Post operation, her discomfort was heightened by visitors. Although doctors had advised bed rest for the entire day, she was compelled to pretend that she was normal. Her in-laws, who were so opposing to what all the doctors said, came to visit her. She was forced to sit and walk, smile and chat for almost three hours. The nurse, who came to check her temperature, as a routine, was shocked to see it. She quickly made her lie down and informed everyone that while the patient is in the hospital, he has to abide with doctors advice. The crying of the newborn, would often bring her attention back from the state of nothingness. As she would hold the baby in her arms she felt a strange peace and calm descended upon her for sometime.
The shock-like state lasted for years.

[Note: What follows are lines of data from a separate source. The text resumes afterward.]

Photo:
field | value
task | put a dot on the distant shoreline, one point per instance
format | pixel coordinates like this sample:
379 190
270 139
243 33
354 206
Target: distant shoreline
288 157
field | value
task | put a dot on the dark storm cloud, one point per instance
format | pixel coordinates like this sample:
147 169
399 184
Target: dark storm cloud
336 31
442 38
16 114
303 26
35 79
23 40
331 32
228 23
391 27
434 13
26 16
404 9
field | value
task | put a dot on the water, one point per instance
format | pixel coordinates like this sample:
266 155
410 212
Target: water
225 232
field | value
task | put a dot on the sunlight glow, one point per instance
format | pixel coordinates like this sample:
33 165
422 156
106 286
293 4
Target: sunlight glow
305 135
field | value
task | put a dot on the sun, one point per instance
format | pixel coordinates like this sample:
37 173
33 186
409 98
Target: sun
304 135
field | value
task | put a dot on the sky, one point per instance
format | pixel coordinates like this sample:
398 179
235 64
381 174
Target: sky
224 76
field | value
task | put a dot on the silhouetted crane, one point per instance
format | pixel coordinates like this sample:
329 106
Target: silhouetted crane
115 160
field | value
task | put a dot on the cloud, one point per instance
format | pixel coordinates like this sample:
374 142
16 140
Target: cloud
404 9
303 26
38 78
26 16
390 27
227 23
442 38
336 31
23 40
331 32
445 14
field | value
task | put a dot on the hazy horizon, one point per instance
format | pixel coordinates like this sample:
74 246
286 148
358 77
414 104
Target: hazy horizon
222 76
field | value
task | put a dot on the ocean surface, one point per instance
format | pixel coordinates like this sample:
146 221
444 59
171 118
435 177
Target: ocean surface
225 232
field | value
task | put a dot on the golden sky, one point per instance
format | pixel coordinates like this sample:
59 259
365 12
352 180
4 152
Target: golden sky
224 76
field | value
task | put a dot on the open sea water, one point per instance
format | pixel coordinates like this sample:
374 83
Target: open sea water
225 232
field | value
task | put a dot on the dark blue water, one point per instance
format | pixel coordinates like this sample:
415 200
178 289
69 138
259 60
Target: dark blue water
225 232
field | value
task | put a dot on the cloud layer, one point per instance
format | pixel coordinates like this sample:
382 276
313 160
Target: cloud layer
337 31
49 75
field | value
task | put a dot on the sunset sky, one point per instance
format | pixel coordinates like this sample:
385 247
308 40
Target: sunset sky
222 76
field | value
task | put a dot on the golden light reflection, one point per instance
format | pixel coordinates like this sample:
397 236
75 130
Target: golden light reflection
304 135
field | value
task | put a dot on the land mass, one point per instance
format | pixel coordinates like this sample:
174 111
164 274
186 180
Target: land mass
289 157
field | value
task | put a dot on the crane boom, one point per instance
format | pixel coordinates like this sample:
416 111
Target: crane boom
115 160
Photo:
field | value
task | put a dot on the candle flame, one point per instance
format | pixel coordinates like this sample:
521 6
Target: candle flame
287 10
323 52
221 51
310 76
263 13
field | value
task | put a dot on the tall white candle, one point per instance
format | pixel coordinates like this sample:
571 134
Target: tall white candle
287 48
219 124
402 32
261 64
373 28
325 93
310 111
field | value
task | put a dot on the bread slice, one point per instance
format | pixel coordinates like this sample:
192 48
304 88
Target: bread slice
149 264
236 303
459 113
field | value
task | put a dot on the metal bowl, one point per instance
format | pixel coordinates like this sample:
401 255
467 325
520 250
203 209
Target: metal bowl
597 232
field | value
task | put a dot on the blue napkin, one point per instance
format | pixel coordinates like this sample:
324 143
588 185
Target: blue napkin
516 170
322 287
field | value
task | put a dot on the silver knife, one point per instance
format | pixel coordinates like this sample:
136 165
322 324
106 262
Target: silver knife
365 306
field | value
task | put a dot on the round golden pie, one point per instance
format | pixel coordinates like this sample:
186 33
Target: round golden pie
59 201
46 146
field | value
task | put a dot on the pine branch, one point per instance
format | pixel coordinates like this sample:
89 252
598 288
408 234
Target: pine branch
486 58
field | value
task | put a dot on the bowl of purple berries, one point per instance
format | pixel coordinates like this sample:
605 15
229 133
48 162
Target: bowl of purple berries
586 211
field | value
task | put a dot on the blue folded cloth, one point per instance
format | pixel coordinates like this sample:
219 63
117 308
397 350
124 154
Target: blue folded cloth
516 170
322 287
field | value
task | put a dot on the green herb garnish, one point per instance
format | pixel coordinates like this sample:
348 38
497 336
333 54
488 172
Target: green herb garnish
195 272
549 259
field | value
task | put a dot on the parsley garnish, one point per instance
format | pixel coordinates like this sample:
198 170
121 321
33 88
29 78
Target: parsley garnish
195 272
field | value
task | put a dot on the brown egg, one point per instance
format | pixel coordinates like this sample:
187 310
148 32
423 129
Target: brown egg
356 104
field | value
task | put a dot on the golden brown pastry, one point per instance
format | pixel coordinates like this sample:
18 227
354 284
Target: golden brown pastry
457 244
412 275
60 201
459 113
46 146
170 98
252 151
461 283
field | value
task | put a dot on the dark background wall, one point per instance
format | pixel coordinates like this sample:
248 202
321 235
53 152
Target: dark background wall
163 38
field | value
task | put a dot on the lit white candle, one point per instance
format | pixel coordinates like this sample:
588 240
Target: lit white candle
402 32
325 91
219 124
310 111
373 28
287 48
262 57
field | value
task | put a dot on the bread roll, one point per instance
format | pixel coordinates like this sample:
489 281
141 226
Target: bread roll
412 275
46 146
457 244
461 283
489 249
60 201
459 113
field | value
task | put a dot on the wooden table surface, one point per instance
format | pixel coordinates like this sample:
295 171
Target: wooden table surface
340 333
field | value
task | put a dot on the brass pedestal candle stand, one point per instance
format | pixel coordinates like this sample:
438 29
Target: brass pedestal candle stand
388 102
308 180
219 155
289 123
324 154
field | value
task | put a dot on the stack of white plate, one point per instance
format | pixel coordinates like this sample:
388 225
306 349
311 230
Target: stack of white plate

With passing years she got overall better as she began working full time. Anxiety still triggered the same trauma-like response in her. However, looking back she sees that the journey was a tough terrain trek. She saw herself as a soul on a journey, surviving the numb heart and the broken past! Healing always took time.
She was grateful to God for everything she had been through. She was grateful to the angels she met in the human form time and again, who have taught her the significance of empathy and compassion. It were these fragments of love and kindness along with her struggles and challenges that had navigated her into her current trajectory. She understood that everything that ever happened had facilitated the movement towards growth and ascension.